Words that appear extremely often in the corpus may not have very useful information. Giving word count data (TF) directly to the classifier results in less frequent but more meaningful words being buried in these words. Therefore, in addition to TF, the features are weighted by IDF.

IDF is defined as follows. $ n_d $ is the total number of documents, $ df (d, t) $ is the number of documents containing the word t.
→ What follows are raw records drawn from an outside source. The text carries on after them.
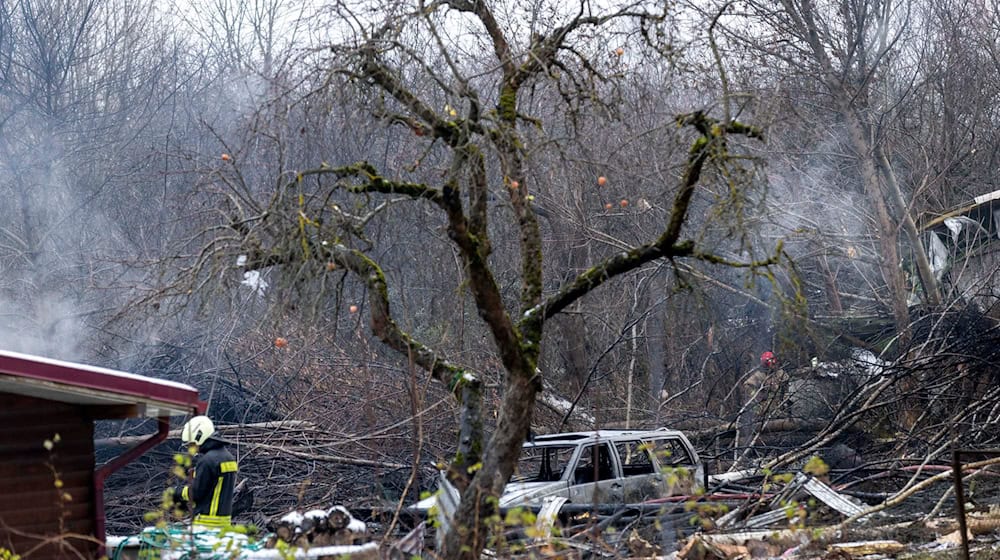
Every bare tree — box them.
[148,1,781,558]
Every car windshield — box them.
[510,444,577,482]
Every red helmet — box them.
[760,350,778,368]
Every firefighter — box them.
[174,416,238,528]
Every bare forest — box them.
[0,0,1000,559]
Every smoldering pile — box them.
[267,505,368,548]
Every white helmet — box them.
[181,416,215,445]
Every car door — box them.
[569,442,624,504]
[615,439,667,504]
[651,436,701,495]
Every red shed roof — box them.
[0,350,205,417]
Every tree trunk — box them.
[438,371,541,560]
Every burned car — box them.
[411,428,704,512]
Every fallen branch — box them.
[838,457,1000,528]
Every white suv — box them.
[411,428,705,512]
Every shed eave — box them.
[0,351,205,417]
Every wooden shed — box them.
[0,351,205,560]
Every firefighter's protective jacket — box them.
[177,439,238,527]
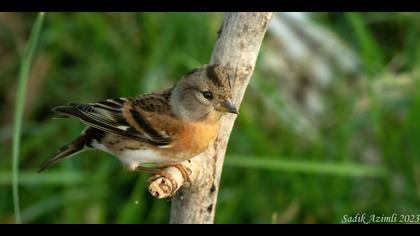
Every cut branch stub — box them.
[149,12,273,223]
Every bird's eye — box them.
[201,91,213,100]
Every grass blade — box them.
[225,156,385,178]
[12,12,44,224]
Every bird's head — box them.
[170,65,238,121]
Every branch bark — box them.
[149,13,272,223]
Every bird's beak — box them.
[216,100,239,114]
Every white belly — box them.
[92,142,174,169]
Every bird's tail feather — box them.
[38,134,86,173]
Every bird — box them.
[38,64,238,181]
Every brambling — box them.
[39,65,238,181]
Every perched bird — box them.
[39,65,238,179]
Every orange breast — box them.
[161,114,219,160]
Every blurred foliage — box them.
[0,13,420,223]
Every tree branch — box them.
[149,13,272,223]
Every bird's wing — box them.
[52,90,171,146]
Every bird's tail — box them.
[38,134,87,173]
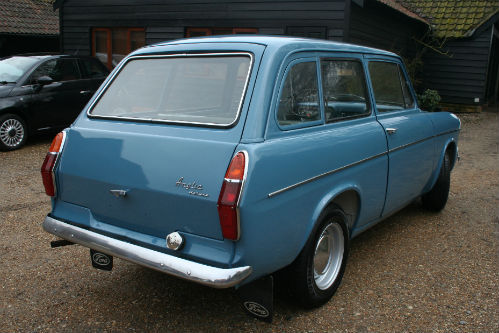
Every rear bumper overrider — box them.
[43,216,252,288]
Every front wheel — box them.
[0,114,28,151]
[288,207,349,308]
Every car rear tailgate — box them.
[57,119,240,239]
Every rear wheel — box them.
[0,114,28,151]
[288,206,349,308]
[421,152,450,212]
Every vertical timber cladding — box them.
[423,28,492,105]
[61,0,349,55]
[349,1,428,57]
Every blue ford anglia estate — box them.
[42,36,460,320]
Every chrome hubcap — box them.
[314,222,345,290]
[0,119,24,147]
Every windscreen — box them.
[90,54,251,126]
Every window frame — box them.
[273,56,325,131]
[366,58,418,114]
[91,27,146,70]
[319,56,373,124]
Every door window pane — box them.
[369,61,405,112]
[277,62,321,126]
[321,60,370,121]
[94,30,108,64]
[30,59,80,83]
[80,58,109,78]
[399,66,414,109]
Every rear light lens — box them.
[41,132,66,197]
[217,151,248,240]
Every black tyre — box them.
[421,152,450,212]
[287,206,349,308]
[0,114,28,151]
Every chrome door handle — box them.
[386,127,397,135]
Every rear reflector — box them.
[41,132,66,197]
[217,151,248,240]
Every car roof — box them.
[146,35,397,57]
[5,52,96,60]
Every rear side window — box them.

The fewer documents that contain the word t, the larger the IDF (increasing the weight of rare words).

idf(t)=log\frac{1+n_d}{1+df(d,t)}+1

Convert with TF-IDF with gensim.

from gensim import models
# step 1 -- initialize a model
tfidf = models.TfidfModel(corpus)

# step 2 -- use the model to transform vectors
corpus_tfidf = tfidf[corpus]
for doc in corpus_tfidf:
    print(doc)

[(1, 0.5710059809418182), (4, 0.4170757362022777), (5, 0.4170757362022777), (8, 0.5710059809418182)]
[(0, 0.49182558987264147), (5, 0.7184811607083769), (8, 0.49182558987264147)]
[(4, 0.45889394536615247), (6, 0.6282580468670046), (7, 0.6282580468670046)]
[(9, 1.0)]
[(9, 0.7071067811865475), (10, 0.7071067811865475)]
[(9, 0.5080429008916749), (10, 0.5080429008916749), (11, 0.695546419520037)]
[(3, 0.6282580468670046), (10, 0.45889394536615247), (11, 0.6282580468670046)]

Here, the corpus itself used for training was converted by TF-IDF, but of course any sentence vector can be converted (as long as it belongs to the same vector space).